In this study we analyze open-access standardized Sentinel-1 interferograms automatically processed by the JPL-Caltech Advanced Rapid Imaging and Analysis (ARIA) Center for Natural Hazards project (Bekaert et al., 2019) to identify and monitor landslides in both wet and dry climates in California, USA. California has a large quantity of active slow-moving landslides and has been a major focus area for landslide investigations for decades (Iverson & Major, 1987; Keefer & Johnson, 1983; Kelsey, 1978; Merriam, 1960).
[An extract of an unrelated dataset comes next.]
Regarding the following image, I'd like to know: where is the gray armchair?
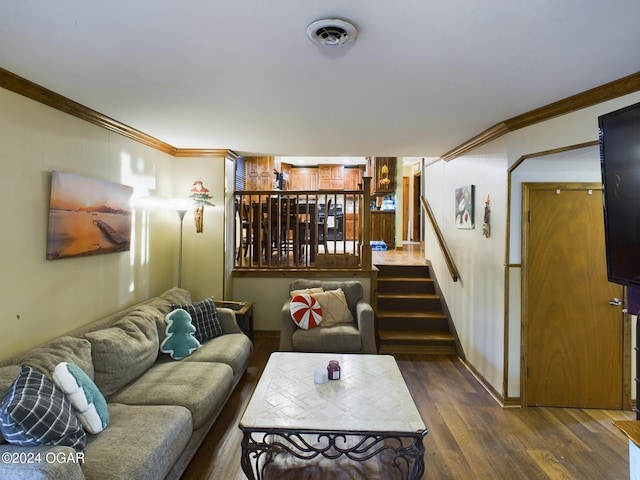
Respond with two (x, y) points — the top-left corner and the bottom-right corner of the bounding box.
(280, 280), (377, 353)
Slow-moving landslides in California exhibit distinct seasonal kinematic patterns (Cohen-Waeber et al., 2018; Finnegan et al., 2021; Handwerger et al., 2013; Iverson & Major, 1987) that are a consequence of the regions Mediterranean climate with mild wet winters and hot dry summers, and multi-year kinematic changes that result from precipitation deficits or surplus (Bennett, Roering, et al., 2016; Booth et al., 2020; Mackey et al., 2009; Nereson & Finnegan, 2019). California also has a large rainfall gradient from north to south and west to east, with parts of northern California receiving > 3000 mm/yr of rainfall and parts of southern California receiving < 200 mm/yr (Figure 1a). There are slow-moving landslides in both wet and dry regions of California, which presents an opportunity to examine how variability in hydroclimatology controls landslide behaviors.